Speaking of energy costs as an increasing drag, let’s discuss oil and gas. Four out of the week’s five days saw oil prices close in record high territory. Here’s the recap:
On Monday, oil closed at a record high above $70 per barrel.
On Tuesday, oil closed at a record high above $71 per barrel.
On Wednesday, oil closed at a record high above $72 per barrel.
On Thursday, oil fell.
On Friday, oil closed at a record high above $75 per barrel.
It’s tough to spot, but if you look carefully you may detect a trend.
National Futures Advisory Service president John Person says it’s all due to demand. “Supplies are available but are commanding higher prices due to the uncertainties that plague the market — Iran, Nigeria, and global demand is, to say the least, more of an issue now than ever before.”

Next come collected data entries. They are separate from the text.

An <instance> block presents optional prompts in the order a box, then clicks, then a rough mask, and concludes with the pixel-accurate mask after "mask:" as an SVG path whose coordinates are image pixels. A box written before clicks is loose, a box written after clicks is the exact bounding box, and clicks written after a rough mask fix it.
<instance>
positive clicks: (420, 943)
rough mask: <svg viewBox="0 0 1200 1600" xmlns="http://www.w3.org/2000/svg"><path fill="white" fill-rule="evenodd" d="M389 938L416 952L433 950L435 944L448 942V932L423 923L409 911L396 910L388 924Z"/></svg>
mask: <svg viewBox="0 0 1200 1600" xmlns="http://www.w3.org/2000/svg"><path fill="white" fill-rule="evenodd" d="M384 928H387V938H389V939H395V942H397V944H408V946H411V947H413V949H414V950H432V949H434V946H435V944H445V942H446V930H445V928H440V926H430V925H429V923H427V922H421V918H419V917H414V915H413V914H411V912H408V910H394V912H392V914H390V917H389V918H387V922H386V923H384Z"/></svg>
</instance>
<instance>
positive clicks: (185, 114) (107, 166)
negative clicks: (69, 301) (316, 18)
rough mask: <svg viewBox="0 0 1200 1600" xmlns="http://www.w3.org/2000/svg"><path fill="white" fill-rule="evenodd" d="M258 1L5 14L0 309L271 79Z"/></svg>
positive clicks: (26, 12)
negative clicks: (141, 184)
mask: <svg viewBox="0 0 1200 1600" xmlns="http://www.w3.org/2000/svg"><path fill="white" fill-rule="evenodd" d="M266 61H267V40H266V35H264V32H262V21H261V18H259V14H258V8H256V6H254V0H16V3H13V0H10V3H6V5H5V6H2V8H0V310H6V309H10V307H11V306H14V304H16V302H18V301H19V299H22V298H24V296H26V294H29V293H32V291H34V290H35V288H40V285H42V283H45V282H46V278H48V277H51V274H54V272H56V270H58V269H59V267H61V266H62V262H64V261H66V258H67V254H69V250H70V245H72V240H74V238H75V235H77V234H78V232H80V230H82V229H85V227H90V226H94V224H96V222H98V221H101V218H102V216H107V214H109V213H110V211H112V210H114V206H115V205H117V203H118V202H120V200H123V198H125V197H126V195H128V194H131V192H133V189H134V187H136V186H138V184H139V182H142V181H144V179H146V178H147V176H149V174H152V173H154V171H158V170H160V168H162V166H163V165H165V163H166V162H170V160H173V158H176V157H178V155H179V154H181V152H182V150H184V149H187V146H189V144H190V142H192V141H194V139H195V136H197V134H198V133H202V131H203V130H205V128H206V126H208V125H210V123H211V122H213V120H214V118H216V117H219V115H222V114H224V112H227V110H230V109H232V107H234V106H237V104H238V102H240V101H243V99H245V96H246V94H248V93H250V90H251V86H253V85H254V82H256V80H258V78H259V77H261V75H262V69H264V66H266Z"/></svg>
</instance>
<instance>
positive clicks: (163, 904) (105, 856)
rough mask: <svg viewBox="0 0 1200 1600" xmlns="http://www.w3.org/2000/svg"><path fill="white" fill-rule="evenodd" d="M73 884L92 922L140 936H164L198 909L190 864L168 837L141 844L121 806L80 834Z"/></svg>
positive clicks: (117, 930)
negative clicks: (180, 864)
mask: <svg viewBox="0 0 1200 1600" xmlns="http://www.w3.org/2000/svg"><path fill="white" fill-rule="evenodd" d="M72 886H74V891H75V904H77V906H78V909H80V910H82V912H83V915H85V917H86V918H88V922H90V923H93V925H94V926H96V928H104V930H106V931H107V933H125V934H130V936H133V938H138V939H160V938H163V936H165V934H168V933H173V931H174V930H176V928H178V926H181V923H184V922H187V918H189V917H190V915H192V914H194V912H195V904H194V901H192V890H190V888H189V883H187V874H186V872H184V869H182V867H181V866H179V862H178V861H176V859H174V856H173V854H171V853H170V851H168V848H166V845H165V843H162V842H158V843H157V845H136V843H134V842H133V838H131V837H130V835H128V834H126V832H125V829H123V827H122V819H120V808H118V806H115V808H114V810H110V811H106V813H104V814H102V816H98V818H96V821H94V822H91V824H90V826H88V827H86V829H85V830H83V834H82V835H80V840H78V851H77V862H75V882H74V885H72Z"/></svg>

He said that summer gas prices could peak at over $5 in some parts of the U.S.
Naturally, gas that high would probably curb spending in other areas. If you drive 20 miles a day and average 15 miles per gallon, you use 40 gallons of gas a month. At $3, that costs $120. At $5, it costs $200. This is a fairly conservative scenario because most people drive farther at a lower fuel economy, and yet even this scenario sees an extra $80 per month spent on gas. Multiplied across the entire population, you can see that there will be a lot less money around for discretionary spending.
As BCA Research points out, higher gas prices are coming at the same time that interest rates are peaking in this cycle. These twin problems could leave the consumer pretty strapped over the summer.
All of which should come home to roost in late summer or early fall, right on schedule.